Here is a World War II story with a slightly different point-of-view – that of the women who monitored the radar stations in Hawaii in Sara Atkinson’s Radar Girls.
The Japanese attack Pearl Harbor on December 7, 1941 shattered the quiet, isolated world of Hawaii in a few, terrifying minutes. Battleships lay in ruins, hundreds were dead and the fears of an imminent second attack were very real. Suddenly, the United States was at war and Hawaii was on the leading edge.
Daisy Wilder and her mother live in a ramshackle house on the beach near Pearl Harbor. The attack turns their lives upside down – her mother leaves for the mainland while Daisy stays behind so that she can join the WARDS, the Woman’s Air Raid Defense System who become known as the Radar Girls.

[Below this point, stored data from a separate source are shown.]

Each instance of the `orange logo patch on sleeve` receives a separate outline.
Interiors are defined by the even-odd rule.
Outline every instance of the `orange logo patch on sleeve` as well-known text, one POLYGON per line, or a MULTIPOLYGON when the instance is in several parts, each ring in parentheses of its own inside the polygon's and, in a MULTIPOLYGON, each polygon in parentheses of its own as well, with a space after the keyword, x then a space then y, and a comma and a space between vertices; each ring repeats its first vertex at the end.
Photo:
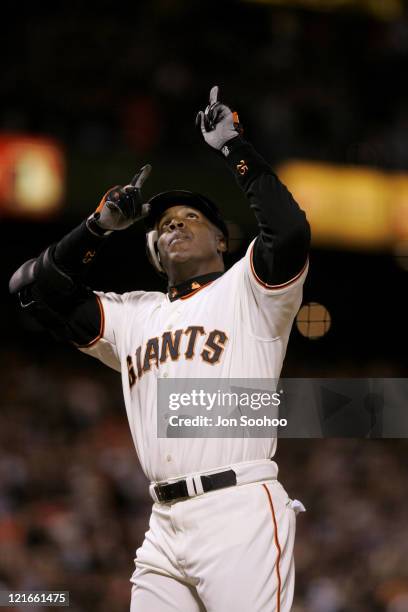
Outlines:
POLYGON ((96 255, 96 251, 92 250, 92 251, 87 251, 82 259, 82 263, 84 264, 88 264, 91 263, 91 261, 93 260, 93 258, 96 255))
POLYGON ((246 174, 248 172, 248 169, 249 168, 247 166, 247 163, 246 163, 245 159, 241 159, 240 162, 237 164, 238 173, 241 176, 244 176, 244 174, 246 174))

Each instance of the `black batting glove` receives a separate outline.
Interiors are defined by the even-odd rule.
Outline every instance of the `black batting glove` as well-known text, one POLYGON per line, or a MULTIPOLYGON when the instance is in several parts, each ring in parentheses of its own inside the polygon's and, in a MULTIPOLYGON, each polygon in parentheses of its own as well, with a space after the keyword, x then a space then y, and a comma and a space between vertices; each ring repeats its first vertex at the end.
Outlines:
POLYGON ((147 214, 142 197, 142 186, 152 167, 143 166, 128 185, 117 185, 105 193, 95 212, 88 217, 88 229, 98 235, 124 230, 147 214))

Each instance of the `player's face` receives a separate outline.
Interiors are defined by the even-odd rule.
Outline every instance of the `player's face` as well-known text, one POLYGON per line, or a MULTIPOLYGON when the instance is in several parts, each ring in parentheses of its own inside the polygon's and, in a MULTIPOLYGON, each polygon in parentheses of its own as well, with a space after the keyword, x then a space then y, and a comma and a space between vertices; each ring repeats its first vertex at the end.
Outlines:
POLYGON ((225 238, 207 217, 189 206, 172 206, 157 224, 160 261, 170 282, 224 269, 225 238))

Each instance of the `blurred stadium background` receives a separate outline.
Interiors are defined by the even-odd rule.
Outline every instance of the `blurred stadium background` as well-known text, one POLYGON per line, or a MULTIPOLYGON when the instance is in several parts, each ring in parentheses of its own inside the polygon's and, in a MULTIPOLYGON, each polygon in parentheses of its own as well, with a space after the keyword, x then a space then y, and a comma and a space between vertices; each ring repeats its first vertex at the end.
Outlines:
MULTIPOLYGON (((212 197, 233 224, 231 259, 242 254, 254 220, 193 127, 218 84, 312 224, 307 306, 284 374, 406 377, 408 12, 402 0, 7 11, 0 590, 69 590, 74 612, 122 612, 150 501, 119 377, 27 320, 8 279, 147 162, 146 195, 179 187, 212 197)), ((88 280, 163 289, 140 227, 110 239, 88 280)), ((408 610, 407 448, 281 441, 281 480, 309 508, 298 522, 294 612, 408 610)))

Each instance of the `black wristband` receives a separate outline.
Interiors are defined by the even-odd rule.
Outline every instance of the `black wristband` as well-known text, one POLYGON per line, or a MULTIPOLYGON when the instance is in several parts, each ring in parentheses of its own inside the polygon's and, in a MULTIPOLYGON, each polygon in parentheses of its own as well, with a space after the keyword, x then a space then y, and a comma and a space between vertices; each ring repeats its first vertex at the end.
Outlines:
POLYGON ((88 217, 85 223, 91 234, 95 234, 95 236, 98 236, 98 238, 103 238, 104 236, 109 236, 113 230, 103 229, 103 227, 99 225, 98 219, 100 216, 100 213, 95 212, 93 215, 88 217))
POLYGON ((246 191, 248 185, 260 174, 273 174, 269 164, 254 147, 241 136, 236 136, 222 148, 222 154, 239 185, 246 191))

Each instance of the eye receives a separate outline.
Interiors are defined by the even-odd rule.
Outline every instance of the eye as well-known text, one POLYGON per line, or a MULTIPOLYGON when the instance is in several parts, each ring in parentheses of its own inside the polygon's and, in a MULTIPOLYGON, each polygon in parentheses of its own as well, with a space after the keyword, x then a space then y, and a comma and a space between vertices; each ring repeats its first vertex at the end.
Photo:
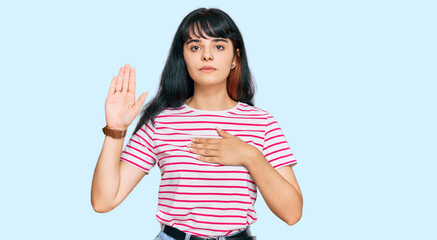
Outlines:
POLYGON ((217 45, 216 47, 217 47, 217 49, 219 49, 219 50, 223 50, 223 49, 225 49, 225 47, 224 47, 223 45, 217 45))
POLYGON ((192 47, 190 47, 190 49, 192 51, 197 51, 197 50, 199 50, 199 46, 192 46, 192 47))

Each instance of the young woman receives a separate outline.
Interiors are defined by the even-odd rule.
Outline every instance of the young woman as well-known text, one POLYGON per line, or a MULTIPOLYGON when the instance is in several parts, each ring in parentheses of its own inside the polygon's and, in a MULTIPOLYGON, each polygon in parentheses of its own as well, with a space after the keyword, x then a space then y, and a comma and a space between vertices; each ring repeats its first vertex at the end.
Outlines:
POLYGON ((106 134, 94 172, 97 212, 118 206, 155 165, 161 170, 156 239, 255 239, 259 190, 289 225, 302 215, 296 164, 275 118, 253 104, 243 38, 223 11, 200 8, 179 25, 158 94, 122 151, 135 102, 135 69, 120 68, 106 99, 106 134))

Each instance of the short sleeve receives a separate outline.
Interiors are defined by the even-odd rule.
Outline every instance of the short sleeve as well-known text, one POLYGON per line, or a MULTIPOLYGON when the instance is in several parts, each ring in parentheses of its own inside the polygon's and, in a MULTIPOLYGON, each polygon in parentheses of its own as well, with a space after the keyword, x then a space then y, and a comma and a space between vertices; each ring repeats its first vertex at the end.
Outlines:
POLYGON ((279 123, 271 114, 267 117, 263 154, 275 169, 297 164, 279 123))
POLYGON ((154 131, 150 121, 144 124, 129 139, 121 153, 120 160, 130 163, 148 174, 157 161, 153 142, 154 131))

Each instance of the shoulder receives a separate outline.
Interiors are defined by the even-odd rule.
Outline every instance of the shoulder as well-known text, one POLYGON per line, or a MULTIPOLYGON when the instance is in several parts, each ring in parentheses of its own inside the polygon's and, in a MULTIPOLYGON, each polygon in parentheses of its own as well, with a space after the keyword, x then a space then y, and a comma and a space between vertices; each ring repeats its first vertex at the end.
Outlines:
POLYGON ((251 106, 244 102, 240 102, 239 106, 235 110, 236 113, 240 113, 240 114, 253 114, 257 116, 263 116, 265 118, 271 116, 271 114, 268 111, 259 107, 251 106))
POLYGON ((257 119, 263 119, 263 123, 267 128, 273 126, 277 127, 277 125, 279 124, 276 118, 269 111, 265 109, 262 109, 260 107, 250 106, 247 103, 240 104, 239 108, 240 109, 238 110, 242 115, 245 114, 246 116, 252 116, 257 119))

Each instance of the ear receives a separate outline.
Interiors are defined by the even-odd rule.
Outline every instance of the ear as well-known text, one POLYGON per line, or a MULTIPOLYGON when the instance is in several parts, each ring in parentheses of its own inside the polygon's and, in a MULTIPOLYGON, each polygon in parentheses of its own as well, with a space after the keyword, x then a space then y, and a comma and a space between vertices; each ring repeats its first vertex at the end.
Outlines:
POLYGON ((234 55, 234 59, 232 60, 233 62, 237 62, 237 57, 240 57, 240 49, 239 48, 237 48, 236 53, 237 54, 234 55))

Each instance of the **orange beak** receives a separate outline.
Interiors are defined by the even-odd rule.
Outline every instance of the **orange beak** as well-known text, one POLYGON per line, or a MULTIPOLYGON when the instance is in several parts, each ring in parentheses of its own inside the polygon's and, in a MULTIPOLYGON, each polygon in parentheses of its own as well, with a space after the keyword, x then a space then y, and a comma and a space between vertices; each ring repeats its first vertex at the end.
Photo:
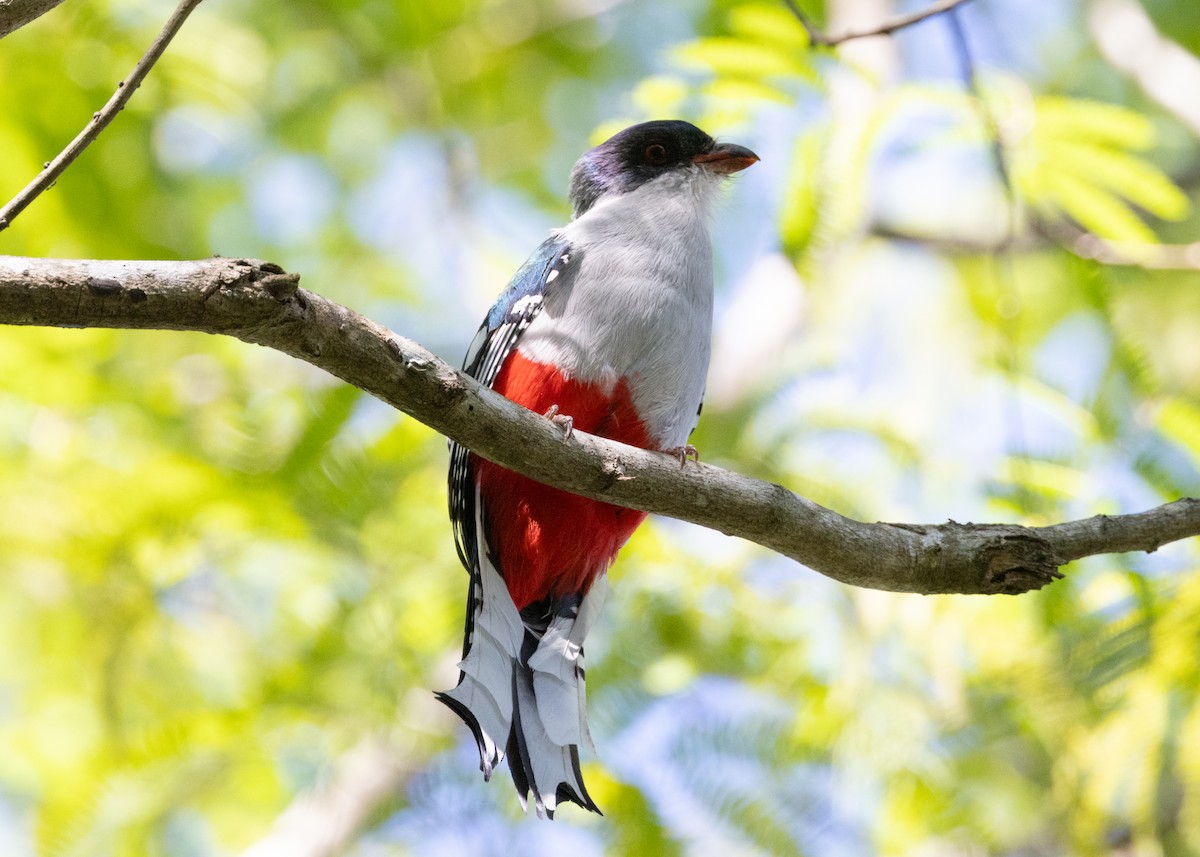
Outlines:
POLYGON ((729 173, 740 172, 746 169, 746 167, 758 163, 758 160, 758 155, 751 152, 745 146, 722 143, 711 152, 696 155, 696 157, 692 158, 692 163, 707 167, 714 173, 728 175, 729 173))

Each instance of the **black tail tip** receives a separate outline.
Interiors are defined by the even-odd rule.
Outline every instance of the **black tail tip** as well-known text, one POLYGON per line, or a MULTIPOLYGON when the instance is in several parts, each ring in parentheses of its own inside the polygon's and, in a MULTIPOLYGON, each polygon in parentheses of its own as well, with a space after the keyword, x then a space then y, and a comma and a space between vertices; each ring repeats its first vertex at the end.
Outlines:
POLYGON ((471 709, 441 691, 434 691, 433 698, 457 714, 462 722, 467 724, 467 728, 471 730, 471 734, 475 737, 475 744, 479 748, 479 770, 483 772, 483 781, 486 783, 491 780, 496 760, 488 755, 487 743, 483 740, 483 727, 479 725, 479 721, 471 713, 471 709))
MULTIPOLYGON (((581 787, 583 786, 582 779, 580 779, 579 785, 581 787)), ((594 812, 596 815, 604 815, 604 813, 600 811, 600 807, 596 806, 596 802, 592 800, 592 796, 587 793, 587 789, 583 790, 583 795, 581 797, 579 793, 575 791, 575 789, 571 788, 566 783, 559 783, 558 791, 555 792, 554 797, 555 800, 560 804, 569 802, 575 804, 576 806, 583 807, 588 812, 594 812)), ((551 815, 550 817, 553 818, 554 816, 551 815)))

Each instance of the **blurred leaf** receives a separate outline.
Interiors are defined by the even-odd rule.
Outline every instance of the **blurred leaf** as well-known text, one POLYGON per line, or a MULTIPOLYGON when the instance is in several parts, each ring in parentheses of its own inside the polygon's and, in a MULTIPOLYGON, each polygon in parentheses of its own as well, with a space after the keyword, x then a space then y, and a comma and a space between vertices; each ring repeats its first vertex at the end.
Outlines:
POLYGON ((792 257, 804 254, 817 225, 824 143, 825 137, 819 131, 810 131, 800 136, 795 143, 784 196, 783 220, 780 224, 784 249, 792 257))
POLYGON ((1149 117, 1119 104, 1055 95, 1038 96, 1035 133, 1048 140, 1144 151, 1154 145, 1149 117))
POLYGON ((1156 243, 1133 211, 1179 220, 1187 196, 1152 163, 1132 154, 1154 142, 1149 119, 1125 107, 1062 97, 1038 98, 1029 135, 1012 154, 1021 195, 1048 212, 1061 210, 1111 241, 1156 243))
POLYGON ((1200 466, 1200 405, 1171 398, 1158 408, 1156 417, 1159 430, 1187 449, 1200 466))
POLYGON ((1064 167, 1081 179, 1090 179, 1134 205, 1164 220, 1181 220, 1188 199, 1159 170, 1139 158, 1099 147, 1070 146, 1047 156, 1061 159, 1064 167))
POLYGON ((1087 231, 1110 241, 1157 242, 1150 229, 1116 194, 1068 172, 1047 172, 1036 179, 1030 201, 1057 207, 1087 231))
POLYGON ((820 84, 807 34, 786 9, 744 3, 728 22, 730 35, 702 36, 674 51, 684 69, 713 77, 703 88, 706 121, 738 124, 758 102, 786 103, 798 85, 820 84))
POLYGON ((1200 56, 1200 21, 1191 0, 1141 0, 1160 33, 1200 56))
POLYGON ((805 63, 797 56, 767 42, 743 38, 718 37, 697 39, 679 49, 681 61, 711 69, 718 77, 799 77, 806 73, 805 63))
POLYGON ((740 36, 786 51, 808 47, 808 33, 783 4, 743 3, 729 13, 729 28, 740 36))

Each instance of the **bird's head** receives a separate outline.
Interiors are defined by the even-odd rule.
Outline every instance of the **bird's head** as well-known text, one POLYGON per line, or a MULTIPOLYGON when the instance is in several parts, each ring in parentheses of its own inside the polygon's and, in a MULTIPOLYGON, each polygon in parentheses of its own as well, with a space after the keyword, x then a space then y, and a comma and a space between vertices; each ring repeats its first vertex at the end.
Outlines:
POLYGON ((614 134, 575 162, 571 204, 579 217, 602 197, 629 193, 671 173, 699 171, 715 178, 757 160, 749 149, 718 143, 689 122, 643 122, 614 134))

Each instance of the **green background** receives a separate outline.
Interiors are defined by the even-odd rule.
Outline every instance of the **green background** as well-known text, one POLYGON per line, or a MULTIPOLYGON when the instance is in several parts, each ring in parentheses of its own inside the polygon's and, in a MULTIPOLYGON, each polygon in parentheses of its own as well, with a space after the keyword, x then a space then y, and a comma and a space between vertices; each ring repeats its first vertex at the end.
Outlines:
MULTIPOLYGON (((0 252, 268 259, 457 362, 579 153, 686 118, 763 158, 714 218, 705 460, 865 520, 1139 511, 1200 494, 1200 129, 1120 54, 1152 19, 1187 87, 1200 16, 1141 9, 967 4, 972 94, 945 19, 835 53, 773 3, 209 0, 0 252)), ((169 12, 0 42, 0 197, 169 12)), ((523 818, 430 695, 446 459, 234 340, 0 329, 0 852, 244 853, 387 770, 333 853, 1200 854, 1194 541, 922 597, 655 520, 589 640, 606 814, 523 818)))

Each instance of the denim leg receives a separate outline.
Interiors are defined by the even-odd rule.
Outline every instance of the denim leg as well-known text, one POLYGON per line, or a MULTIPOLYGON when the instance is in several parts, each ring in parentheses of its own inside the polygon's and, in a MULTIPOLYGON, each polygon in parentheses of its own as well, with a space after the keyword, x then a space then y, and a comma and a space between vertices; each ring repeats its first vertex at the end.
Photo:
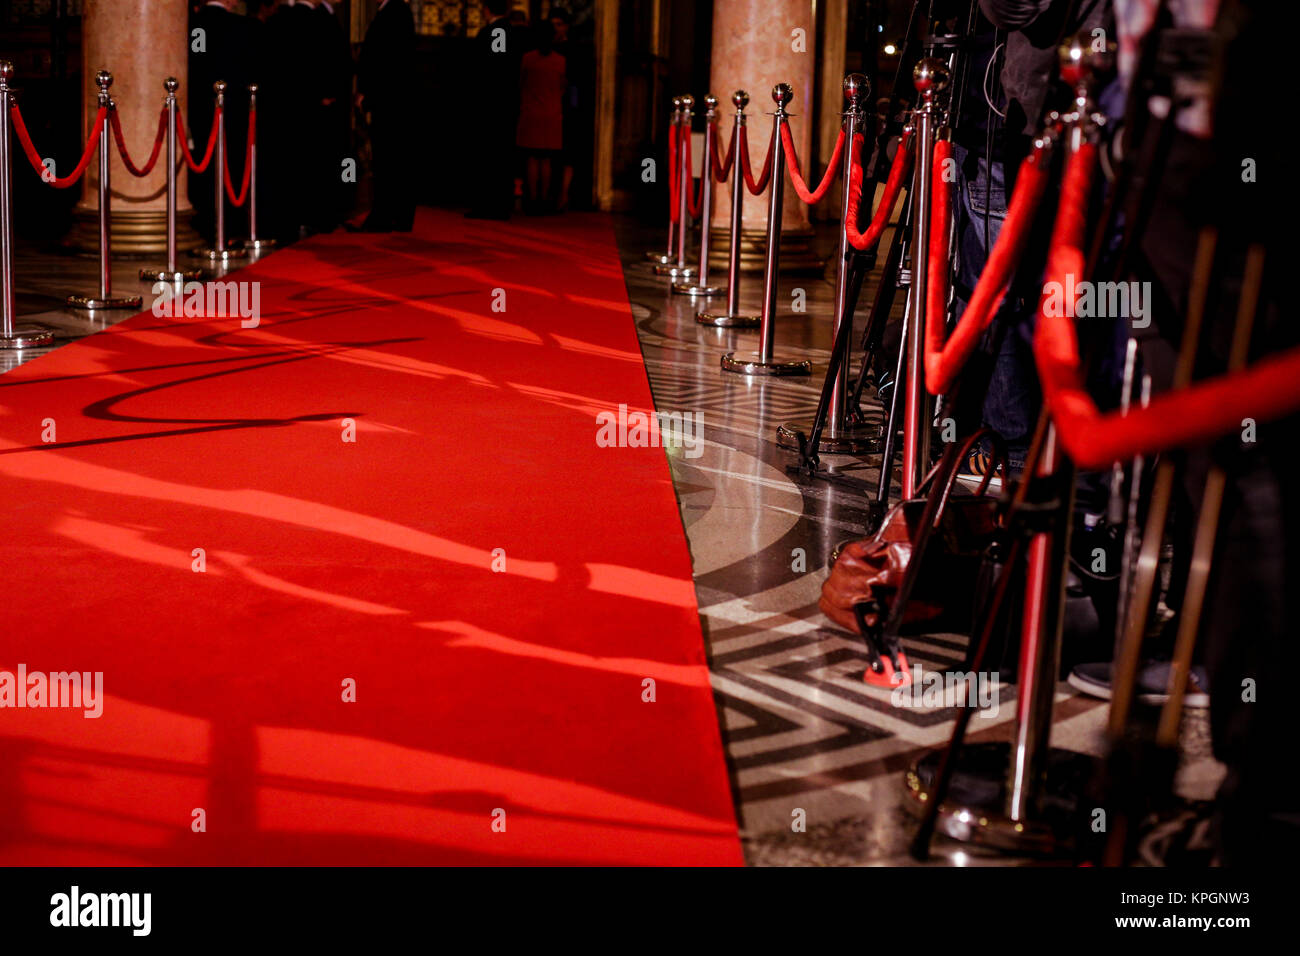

Daisy, along with dozens of other women recruited into the WARDS, help guide pilots onto blacked out air-strips and track unidentified aircraft across the Pacific. The job requires a lot of skills in mathematics and mapping, as well as the ability to stay calm under pressure, to work quickly in difficult conditions and to work long hours. The women that join the WARDS are a diverse group from many different backgrounds, but despite differences, they come together to form an unbreakable bond.
Against the background of the work the women are doing, there are several other stories – a romance between Daisy and the son of a wealthy rancher which seems doomed from the start, the search for a lost horse, the fear and concern those left on the island have for the men that are fighting. There is a lot of tension and buildup for the battle of Midway, one of the most dangerous and important naval battles of the war.
I really enjoyed the setting of this book, especially the descriptions of Hawaii and it’s people and culture. You can almost see the ocean and feel the breeze on the beach. I also appreciated learning more about another lesser known aspect of the war effort that was actually a key component to eventual victory.